TabPFN is a very new method for making predictions on tabular data. The functionality is fundamentally different from competing methods. TabPFN has received a lot of attention and has the potential to transform Predictive Analytics. We first tried TabPFN on an example and compared the performance with XGBoost.

In our example, the results from the Nature paper on TabPFN are confirmed. Under certain circumstances, the method enables significantly better prediction accuracy than, for example, XGBoost. This applies especially when the sample size is rather small (in our case with 600 observations). With 6000 observations, TabPFN and XGBoost are close together.
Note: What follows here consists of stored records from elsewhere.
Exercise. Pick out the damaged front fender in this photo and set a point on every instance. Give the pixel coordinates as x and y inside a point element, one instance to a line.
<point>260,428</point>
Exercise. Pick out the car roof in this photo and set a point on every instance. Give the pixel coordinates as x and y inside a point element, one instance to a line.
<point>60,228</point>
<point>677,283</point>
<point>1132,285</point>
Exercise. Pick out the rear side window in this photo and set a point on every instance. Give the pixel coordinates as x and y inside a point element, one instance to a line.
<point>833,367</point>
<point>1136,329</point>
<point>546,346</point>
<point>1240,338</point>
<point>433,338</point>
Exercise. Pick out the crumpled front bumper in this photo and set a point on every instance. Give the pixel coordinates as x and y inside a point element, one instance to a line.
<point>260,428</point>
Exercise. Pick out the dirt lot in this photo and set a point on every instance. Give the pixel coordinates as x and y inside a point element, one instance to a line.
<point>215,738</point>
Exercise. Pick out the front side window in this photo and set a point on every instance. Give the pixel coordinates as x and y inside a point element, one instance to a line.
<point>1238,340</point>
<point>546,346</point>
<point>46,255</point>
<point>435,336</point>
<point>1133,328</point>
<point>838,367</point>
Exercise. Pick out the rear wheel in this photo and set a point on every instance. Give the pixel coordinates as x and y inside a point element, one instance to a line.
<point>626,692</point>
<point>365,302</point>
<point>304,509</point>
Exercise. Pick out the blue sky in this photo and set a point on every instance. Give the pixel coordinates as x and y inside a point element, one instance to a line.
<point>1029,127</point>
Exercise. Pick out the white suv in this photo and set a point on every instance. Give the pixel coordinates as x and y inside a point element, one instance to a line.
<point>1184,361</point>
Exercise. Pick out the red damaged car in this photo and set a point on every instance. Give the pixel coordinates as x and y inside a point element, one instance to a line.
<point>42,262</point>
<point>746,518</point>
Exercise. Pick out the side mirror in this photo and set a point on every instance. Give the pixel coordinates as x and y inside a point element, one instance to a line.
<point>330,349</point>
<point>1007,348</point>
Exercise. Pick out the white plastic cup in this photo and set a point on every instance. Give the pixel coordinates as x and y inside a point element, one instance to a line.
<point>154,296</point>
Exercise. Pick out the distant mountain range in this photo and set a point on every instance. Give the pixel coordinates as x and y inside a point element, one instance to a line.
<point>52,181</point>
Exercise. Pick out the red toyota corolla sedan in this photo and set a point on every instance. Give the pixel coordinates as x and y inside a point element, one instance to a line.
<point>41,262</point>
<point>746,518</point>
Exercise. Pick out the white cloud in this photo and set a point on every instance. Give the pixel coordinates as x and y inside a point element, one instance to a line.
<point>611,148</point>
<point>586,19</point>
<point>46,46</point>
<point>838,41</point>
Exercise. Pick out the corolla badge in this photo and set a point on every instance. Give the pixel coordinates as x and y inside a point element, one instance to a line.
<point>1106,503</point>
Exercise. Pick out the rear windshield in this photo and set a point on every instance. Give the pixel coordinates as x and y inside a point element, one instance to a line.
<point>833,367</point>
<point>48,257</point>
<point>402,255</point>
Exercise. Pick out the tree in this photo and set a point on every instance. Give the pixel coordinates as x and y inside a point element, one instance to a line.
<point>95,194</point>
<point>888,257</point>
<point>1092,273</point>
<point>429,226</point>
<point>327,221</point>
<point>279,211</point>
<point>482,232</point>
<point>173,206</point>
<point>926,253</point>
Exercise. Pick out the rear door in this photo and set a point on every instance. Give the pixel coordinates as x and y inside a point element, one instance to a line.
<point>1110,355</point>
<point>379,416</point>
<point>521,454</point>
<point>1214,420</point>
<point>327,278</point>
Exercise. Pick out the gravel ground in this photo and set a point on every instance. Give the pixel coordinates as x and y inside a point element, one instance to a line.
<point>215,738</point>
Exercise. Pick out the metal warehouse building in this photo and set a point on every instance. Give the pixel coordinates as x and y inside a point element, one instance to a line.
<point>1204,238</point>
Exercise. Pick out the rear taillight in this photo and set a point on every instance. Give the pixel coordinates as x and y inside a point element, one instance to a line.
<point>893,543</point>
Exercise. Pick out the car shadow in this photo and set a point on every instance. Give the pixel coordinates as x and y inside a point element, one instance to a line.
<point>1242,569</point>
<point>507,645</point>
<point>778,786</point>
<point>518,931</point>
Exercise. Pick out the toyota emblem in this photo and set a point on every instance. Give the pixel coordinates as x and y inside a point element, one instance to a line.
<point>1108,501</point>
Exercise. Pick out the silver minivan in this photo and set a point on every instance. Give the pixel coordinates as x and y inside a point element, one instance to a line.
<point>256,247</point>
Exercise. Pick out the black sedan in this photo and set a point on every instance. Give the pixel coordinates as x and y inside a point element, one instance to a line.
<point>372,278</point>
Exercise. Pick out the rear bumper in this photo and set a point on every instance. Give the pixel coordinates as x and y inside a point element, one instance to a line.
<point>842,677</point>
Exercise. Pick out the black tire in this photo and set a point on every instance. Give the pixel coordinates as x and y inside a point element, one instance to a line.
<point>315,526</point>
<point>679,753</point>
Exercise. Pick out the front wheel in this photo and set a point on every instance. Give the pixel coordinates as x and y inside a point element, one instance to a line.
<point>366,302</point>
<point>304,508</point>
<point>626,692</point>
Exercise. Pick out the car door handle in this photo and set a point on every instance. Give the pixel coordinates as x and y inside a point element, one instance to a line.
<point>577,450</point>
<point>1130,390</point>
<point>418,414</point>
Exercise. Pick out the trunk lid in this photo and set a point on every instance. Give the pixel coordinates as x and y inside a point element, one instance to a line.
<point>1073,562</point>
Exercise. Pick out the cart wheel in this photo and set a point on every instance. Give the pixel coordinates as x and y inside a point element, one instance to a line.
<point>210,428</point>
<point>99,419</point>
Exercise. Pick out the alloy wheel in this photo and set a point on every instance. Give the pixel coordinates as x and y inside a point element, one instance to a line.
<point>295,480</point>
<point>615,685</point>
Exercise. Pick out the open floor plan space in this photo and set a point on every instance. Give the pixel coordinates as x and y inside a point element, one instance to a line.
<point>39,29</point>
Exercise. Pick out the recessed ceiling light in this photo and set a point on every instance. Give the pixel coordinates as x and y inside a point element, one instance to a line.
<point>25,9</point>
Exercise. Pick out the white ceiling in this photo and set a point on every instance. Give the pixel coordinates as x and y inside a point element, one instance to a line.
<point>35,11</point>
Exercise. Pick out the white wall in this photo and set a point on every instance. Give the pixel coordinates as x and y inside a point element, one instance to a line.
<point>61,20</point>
TabPFN did not require any hyperparameter optimization, as we normally do with XGBoost. Another advantage is the simple possibility of creating prediction intervals for the individual observations.

In terms of prediction speed, TabPFN is about a factor of 3 slower than XGBoost, provided that a GPU is available. With a CPU, the speed disadvantage is more serious. Another disadvantage is that a prediction for the same observation can change slightly depending on which other predictions are made simultaneously.

After this first test, we will definitely take a closer look at TabPFN and create further benchmarks.